Since BP’s oil incontinence in the Mexican Gulf the company tries to avoid brand damage by controlling media and by censoring maps and pictures. Photographers are told what can be taken pictures of and, more important, what not. Real maps of the environmental impact of the situation are banned. As a part of Grassroots Mapping Community, mapping specialists Stewart Long and Oliver Yeh have set up the Gulf Oil Mapping Project in order to get a real picture of the oil damage.
Grassroots Mapping is a series of participatory mapping projects involving communities in cartographic dispute, started by Jeffrey Warren of the MIT Media Lab’s Center for Future Civic Media. Over the last few months they built a global community of mappers who are engaged in civic issues and can contribute with low-cost mapping tools like balloons, kites and remotely controlled airplanes. The results are great. The maps and arial pictures are stylish and all tell a story somehow. Some results uncover information that was kept secret for our eyes before while others shed a light on the world from a different perspective. The project is an open source community which has produced an instruction guide for others to easily start with grassroots mapping.

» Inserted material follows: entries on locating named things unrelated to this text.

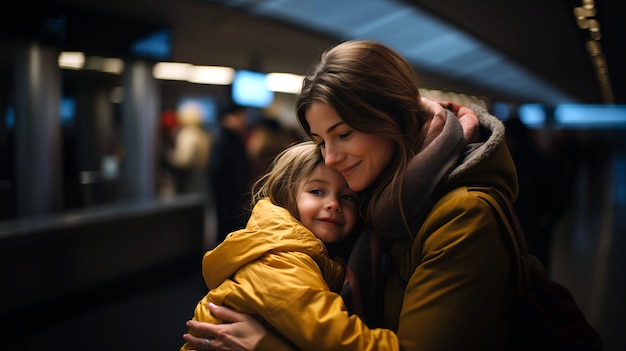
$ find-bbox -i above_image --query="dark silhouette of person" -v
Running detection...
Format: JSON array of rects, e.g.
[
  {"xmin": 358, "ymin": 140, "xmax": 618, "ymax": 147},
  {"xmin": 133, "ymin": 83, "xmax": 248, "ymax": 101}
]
[
  {"xmin": 504, "ymin": 115, "xmax": 563, "ymax": 269},
  {"xmin": 207, "ymin": 103, "xmax": 251, "ymax": 244}
]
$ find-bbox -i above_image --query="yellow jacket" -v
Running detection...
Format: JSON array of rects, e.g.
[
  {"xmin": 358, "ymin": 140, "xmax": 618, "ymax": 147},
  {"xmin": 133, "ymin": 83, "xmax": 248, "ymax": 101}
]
[
  {"xmin": 181, "ymin": 199, "xmax": 399, "ymax": 350},
  {"xmin": 257, "ymin": 103, "xmax": 518, "ymax": 351}
]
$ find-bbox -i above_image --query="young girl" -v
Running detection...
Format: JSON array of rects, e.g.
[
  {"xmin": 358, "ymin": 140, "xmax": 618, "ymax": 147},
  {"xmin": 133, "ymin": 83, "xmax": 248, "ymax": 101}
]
[{"xmin": 181, "ymin": 142, "xmax": 398, "ymax": 350}]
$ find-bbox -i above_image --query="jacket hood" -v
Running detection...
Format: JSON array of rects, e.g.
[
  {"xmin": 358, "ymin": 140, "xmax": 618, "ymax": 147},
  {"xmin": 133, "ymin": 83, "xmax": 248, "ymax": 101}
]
[
  {"xmin": 202, "ymin": 198, "xmax": 332, "ymax": 289},
  {"xmin": 448, "ymin": 104, "xmax": 519, "ymax": 200}
]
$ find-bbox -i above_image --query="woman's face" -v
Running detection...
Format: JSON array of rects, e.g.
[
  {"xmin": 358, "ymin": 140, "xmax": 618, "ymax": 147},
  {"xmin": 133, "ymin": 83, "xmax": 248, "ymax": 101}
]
[{"xmin": 305, "ymin": 102, "xmax": 393, "ymax": 192}]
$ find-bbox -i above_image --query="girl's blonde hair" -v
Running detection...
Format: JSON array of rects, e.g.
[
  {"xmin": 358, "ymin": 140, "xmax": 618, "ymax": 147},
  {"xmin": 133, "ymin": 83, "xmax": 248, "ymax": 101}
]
[
  {"xmin": 296, "ymin": 40, "xmax": 430, "ymax": 231},
  {"xmin": 250, "ymin": 141, "xmax": 324, "ymax": 219}
]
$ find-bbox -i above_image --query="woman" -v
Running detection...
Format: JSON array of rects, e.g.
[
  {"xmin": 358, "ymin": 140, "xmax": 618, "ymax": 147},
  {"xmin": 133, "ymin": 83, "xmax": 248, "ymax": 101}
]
[{"xmin": 188, "ymin": 41, "xmax": 518, "ymax": 350}]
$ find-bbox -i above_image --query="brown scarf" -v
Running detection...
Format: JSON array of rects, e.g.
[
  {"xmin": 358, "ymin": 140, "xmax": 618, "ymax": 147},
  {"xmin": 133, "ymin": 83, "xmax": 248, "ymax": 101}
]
[{"xmin": 341, "ymin": 102, "xmax": 478, "ymax": 327}]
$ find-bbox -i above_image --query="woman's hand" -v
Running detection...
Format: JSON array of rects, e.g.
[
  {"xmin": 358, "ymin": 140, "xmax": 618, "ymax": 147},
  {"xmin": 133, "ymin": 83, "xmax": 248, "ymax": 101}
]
[{"xmin": 183, "ymin": 303, "xmax": 267, "ymax": 351}]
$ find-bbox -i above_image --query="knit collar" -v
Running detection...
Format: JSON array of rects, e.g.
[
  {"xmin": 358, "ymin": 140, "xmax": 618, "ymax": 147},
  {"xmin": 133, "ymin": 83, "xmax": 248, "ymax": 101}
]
[{"xmin": 375, "ymin": 104, "xmax": 466, "ymax": 239}]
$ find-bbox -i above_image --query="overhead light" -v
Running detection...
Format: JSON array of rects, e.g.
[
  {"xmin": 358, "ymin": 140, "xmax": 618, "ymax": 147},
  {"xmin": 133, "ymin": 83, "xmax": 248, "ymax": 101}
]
[
  {"xmin": 152, "ymin": 62, "xmax": 191, "ymax": 80},
  {"xmin": 59, "ymin": 51, "xmax": 85, "ymax": 69},
  {"xmin": 188, "ymin": 66, "xmax": 235, "ymax": 85}
]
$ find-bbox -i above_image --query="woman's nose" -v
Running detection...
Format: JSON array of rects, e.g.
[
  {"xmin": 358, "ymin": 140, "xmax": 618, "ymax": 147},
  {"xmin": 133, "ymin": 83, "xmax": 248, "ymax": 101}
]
[{"xmin": 323, "ymin": 145, "xmax": 342, "ymax": 168}]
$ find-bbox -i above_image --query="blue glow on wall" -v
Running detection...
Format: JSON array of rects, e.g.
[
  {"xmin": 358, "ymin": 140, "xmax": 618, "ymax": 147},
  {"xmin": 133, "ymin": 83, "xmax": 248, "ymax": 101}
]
[{"xmin": 232, "ymin": 70, "xmax": 274, "ymax": 108}]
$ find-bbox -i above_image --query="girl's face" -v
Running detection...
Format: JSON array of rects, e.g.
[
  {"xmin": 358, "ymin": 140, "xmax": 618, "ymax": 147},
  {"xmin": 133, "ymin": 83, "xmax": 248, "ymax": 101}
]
[
  {"xmin": 296, "ymin": 164, "xmax": 358, "ymax": 243},
  {"xmin": 306, "ymin": 101, "xmax": 393, "ymax": 192}
]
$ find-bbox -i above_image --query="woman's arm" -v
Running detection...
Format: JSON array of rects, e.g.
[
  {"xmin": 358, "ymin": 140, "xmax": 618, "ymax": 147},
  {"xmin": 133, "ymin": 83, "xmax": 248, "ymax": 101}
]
[{"xmin": 183, "ymin": 303, "xmax": 276, "ymax": 351}]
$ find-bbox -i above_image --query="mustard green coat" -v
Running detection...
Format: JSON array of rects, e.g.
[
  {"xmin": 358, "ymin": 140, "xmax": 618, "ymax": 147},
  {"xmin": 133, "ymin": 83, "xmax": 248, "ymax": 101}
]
[
  {"xmin": 181, "ymin": 199, "xmax": 399, "ymax": 350},
  {"xmin": 257, "ymin": 106, "xmax": 518, "ymax": 351}
]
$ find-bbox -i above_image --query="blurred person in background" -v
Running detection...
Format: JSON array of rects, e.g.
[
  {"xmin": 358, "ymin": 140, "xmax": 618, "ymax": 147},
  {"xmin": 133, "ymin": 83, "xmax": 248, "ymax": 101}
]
[
  {"xmin": 246, "ymin": 116, "xmax": 304, "ymax": 180},
  {"xmin": 166, "ymin": 103, "xmax": 211, "ymax": 194},
  {"xmin": 207, "ymin": 102, "xmax": 252, "ymax": 244}
]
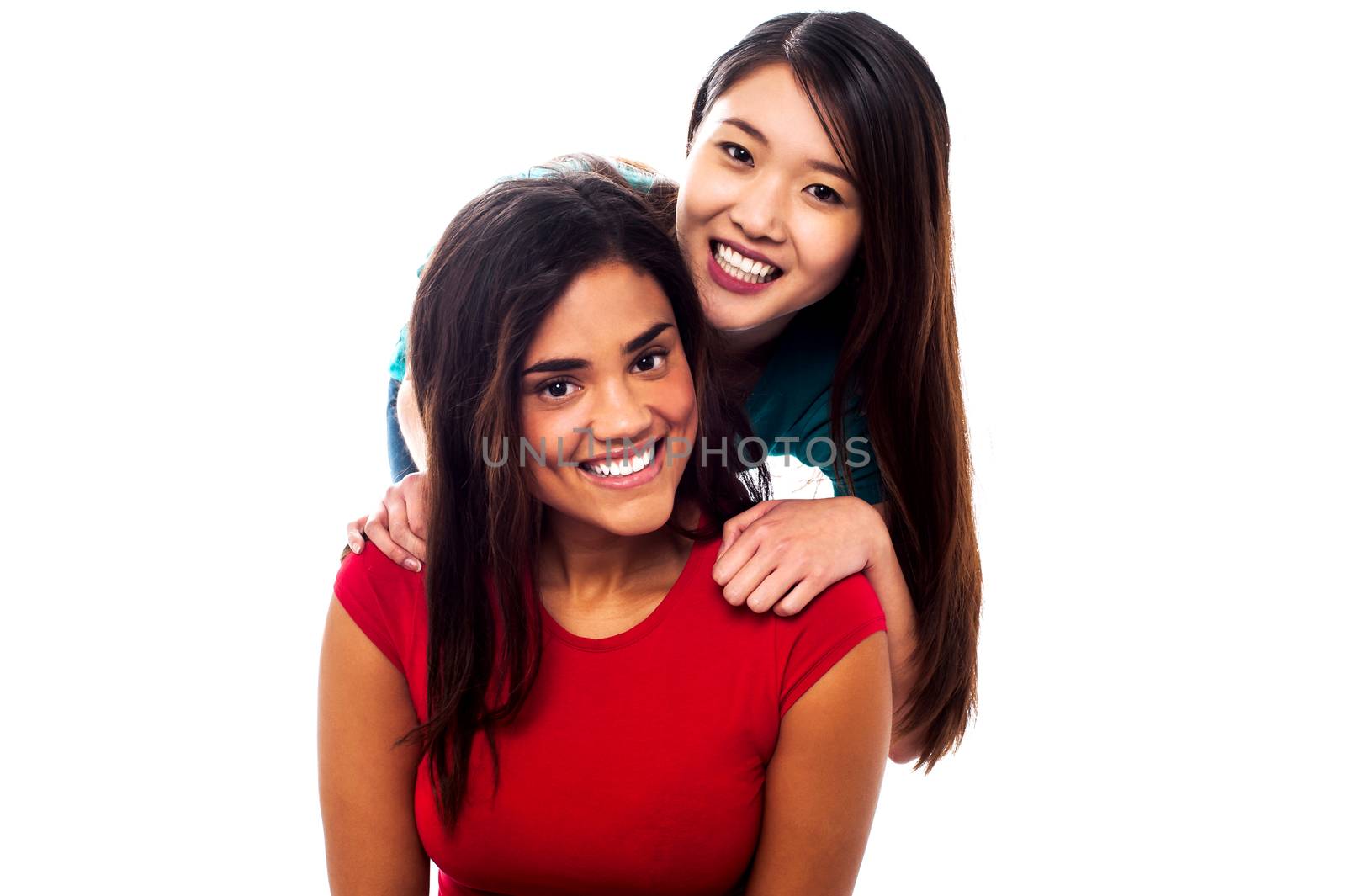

“Seeking to invert the traditional power structure of cartography, the grassroots mappers used helium balloons and kites to loft their own ‘community satellites’ made with inexpensive digital cameras. The resulting images, which are owned by the residents, are geo-referenced and stitched into maps which are 100x higher resolution that those offered by Google, at extremely low cost. In some cases these maps may be used to support residents’ claims to land title. By creating open-source tools to include everyday people in exploring and defining their own geography, we hopes to enable a diverse set of alternative agendas and practices, and to emphasize the fundamentally narrative and subjective aspects of mapping over its use as a medium of control.”